Longitudinal Syllable Segmentation • ASAP

Introduction

This vignette demonstrates how to segment song recordings into individual syllables across longitudinal time points and visualise the resulting acoustic structure with UMAP embeddings.

Prerequisites: Before reading this vignette, we recommend completing:

Overview: ASAP 101 — Basic ASAP functions
Constructing a SAP Object — SAP object creation
Longitudinal Bout Detection — Detecting song bouts across development

What you will learn:

How to segment detected bouts into individual syllables
How to extract features, cluster, and run UMAP on syllable segments
How to visualise clustering results to guide subsequent labelling

Overview

What is syllable segmentation? Individual song bouts contain multiple syllables — discrete acoustic units that are the building blocks of the song motif. Syllable segmentation identifies where each syllable starts and ends within a bout or motif recording.

Why segment syllables? Syllable-level analysis enables:

Identifying the full syllable repertoire of an individual bird
Tracking changes in syllable acoustic structure across development
Grouping syllables by acoustic similarity for downstream labelling
Comparing syllable distributions across developmental stages

Relationship to previous steps: Motif detection (see Longitudinal Motif Detection) and bout detection (see Longitudinal Bout Detection) provide the time windows within which segment() searches for syllable boundaries.

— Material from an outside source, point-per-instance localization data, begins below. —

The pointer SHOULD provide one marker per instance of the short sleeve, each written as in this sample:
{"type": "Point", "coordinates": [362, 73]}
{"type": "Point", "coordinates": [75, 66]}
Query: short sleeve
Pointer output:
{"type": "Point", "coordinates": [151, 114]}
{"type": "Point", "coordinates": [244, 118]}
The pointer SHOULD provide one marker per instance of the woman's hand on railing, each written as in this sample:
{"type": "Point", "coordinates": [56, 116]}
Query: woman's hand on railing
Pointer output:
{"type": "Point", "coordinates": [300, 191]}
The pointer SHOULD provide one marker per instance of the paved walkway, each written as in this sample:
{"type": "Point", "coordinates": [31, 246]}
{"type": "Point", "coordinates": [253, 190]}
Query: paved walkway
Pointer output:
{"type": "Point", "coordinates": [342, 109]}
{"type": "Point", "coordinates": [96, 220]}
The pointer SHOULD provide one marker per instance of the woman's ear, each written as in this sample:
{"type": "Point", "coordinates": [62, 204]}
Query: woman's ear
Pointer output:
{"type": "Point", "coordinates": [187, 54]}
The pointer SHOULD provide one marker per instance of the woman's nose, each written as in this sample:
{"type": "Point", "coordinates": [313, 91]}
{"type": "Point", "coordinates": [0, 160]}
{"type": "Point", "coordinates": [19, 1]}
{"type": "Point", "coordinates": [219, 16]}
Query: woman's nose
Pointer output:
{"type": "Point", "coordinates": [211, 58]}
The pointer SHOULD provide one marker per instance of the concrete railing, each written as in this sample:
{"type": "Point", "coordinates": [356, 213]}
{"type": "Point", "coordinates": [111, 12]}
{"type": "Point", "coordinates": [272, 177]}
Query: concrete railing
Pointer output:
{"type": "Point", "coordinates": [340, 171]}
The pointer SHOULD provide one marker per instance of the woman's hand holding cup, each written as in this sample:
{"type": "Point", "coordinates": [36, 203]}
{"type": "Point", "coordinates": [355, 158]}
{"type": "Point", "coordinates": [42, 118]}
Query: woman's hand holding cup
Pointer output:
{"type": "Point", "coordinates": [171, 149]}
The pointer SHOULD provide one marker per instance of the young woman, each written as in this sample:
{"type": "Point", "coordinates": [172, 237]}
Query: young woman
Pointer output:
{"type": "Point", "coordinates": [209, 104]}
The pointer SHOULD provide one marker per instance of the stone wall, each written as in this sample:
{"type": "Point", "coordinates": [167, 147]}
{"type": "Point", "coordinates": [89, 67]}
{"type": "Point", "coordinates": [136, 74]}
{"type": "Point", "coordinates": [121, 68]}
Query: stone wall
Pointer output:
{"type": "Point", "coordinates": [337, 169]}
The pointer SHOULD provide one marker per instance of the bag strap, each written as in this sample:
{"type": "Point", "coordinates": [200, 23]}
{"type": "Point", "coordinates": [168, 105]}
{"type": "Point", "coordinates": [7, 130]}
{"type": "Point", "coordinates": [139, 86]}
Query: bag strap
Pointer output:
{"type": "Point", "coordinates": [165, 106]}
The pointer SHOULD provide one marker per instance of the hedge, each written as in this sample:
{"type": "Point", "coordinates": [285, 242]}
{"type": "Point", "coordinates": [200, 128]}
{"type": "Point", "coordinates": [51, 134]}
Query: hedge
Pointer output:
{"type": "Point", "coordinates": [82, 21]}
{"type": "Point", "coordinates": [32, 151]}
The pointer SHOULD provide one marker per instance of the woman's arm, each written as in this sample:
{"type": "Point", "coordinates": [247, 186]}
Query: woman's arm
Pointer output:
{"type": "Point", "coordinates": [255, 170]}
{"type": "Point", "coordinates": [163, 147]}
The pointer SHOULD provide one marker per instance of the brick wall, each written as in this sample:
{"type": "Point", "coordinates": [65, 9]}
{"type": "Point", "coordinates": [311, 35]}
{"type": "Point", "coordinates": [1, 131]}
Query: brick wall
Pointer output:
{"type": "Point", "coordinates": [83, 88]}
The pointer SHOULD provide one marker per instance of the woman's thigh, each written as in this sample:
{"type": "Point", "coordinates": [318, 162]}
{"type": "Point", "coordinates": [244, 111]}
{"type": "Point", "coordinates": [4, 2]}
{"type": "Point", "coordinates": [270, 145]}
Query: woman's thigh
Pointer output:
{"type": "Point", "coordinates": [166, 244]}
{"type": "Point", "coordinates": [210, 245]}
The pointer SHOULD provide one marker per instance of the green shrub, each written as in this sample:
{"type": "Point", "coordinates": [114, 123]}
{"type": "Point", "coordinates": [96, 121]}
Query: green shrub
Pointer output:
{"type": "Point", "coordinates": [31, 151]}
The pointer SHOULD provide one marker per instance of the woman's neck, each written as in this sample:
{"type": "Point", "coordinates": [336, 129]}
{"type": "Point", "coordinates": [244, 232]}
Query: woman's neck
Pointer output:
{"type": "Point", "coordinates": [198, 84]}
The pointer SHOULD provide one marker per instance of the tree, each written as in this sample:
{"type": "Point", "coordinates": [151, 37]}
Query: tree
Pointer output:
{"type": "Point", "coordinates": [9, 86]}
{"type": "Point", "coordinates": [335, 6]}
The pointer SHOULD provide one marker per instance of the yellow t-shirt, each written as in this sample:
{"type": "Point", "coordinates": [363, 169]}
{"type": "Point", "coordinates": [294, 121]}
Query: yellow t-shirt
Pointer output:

In this vignette we segment within bouts (segment_type = "bouts").

Setup

library(ASAP)

Load a SAP object

A SAP object organises all recordings across developmental time points. Here we assume you have already populated the object with detected bouts (see Longitudinal Bout Detection).

sap <- readRDS("longitudinal_bout_analysis.rds")

Segment bouts (or motifs) into syllables

segment() uses adaptive spectrogram thresholding to locate individual syllables within each detected bout or motif. Before running batch segmentation across all recordings, it is good practice to preview the result on a single example so you can tune the parameters first.

Key parameters

Parameter	Role	Typical range
`segment_type`	What to segment: `"bouts"` or `"motifs"`	—
`flim`	Frequency range in kHz	`c(1, 10)`
`silence_threshold`	Relative amplitude below which a frame is silent	`0.01 – 0.1`
`min_syllable_ms`	Minimum syllable length	`20 – 50 ms`
`max_syllable_ms`	Maximum syllable length	`150 – 300 ms`
`min_level_db`	Lower dB bound for adaptive search	`5 – 15 dB`
`db_delta`	Step size for dB search	`5 – 10 dB`
`search_direction`	Direction for dB threshold search: `"up"` (quiet recordings) or `"down"` (loud, clear recordings)	`"up"`
`plot_percent`	(SAP method only) Percentage of segments for which a PNG is saved	`10`

2a — Interactive parameter tuning with default method

The quickest way to explore parameters is to call segment() directly on a WAV file path. This invokes default method, which plots the detection envelope and spectrogram boundaries immediately in your IDE — no files are written. Set save_plot = FALSE (the default) so the result appears in the plot pane right away.

Try the 4th bout first:

example_bout <- sap$bouts[4, ]

segment(
  file.path(sap$base_path, example_bout$day_post_hatch, example_bout$filename),
  start_time        = example_bout$start_time,
  end_time          = example_bout$end_time,
  flim              = c(1, 8),
  silence_threshold = 0.02,
  min_syllable_ms   = 20,
  max_syllable_ms   = 240,
  min_level_db      = 10,
  search_direction  = "up", # start from min_level_db suits variable recordings
  save_plot         = FALSE # plot appears in IDE
)

Segmentation result for the 4th detected bout — envelope (top) and spectrogram with detected syllable boundaries (bottom)

Then try the 22nd motif.

example_motif <- sap$motifs[22, ]

segment(
  file.path(
    sap$base_path, example_motif$day_post_hatch,
    example_motif$filename
  ),
  start_time = example_motif$start_time,
  end_time = example_motif$end_time,
  flim = c(1, 8),
  silence_threshold = 0.02,
  min_syllable_ms = 20,
  max_syllable_ms = 240,
  min_level_db = 10,
  search_direction = "up",
  save_plot = FALSE
)

Segmentation result for the 22nd detected motif — Note that syllables touching the start or end boundaries of the time window could be excluded; this “boundary effect” is an artifact that results in only complete syllables being carried forward for analysis.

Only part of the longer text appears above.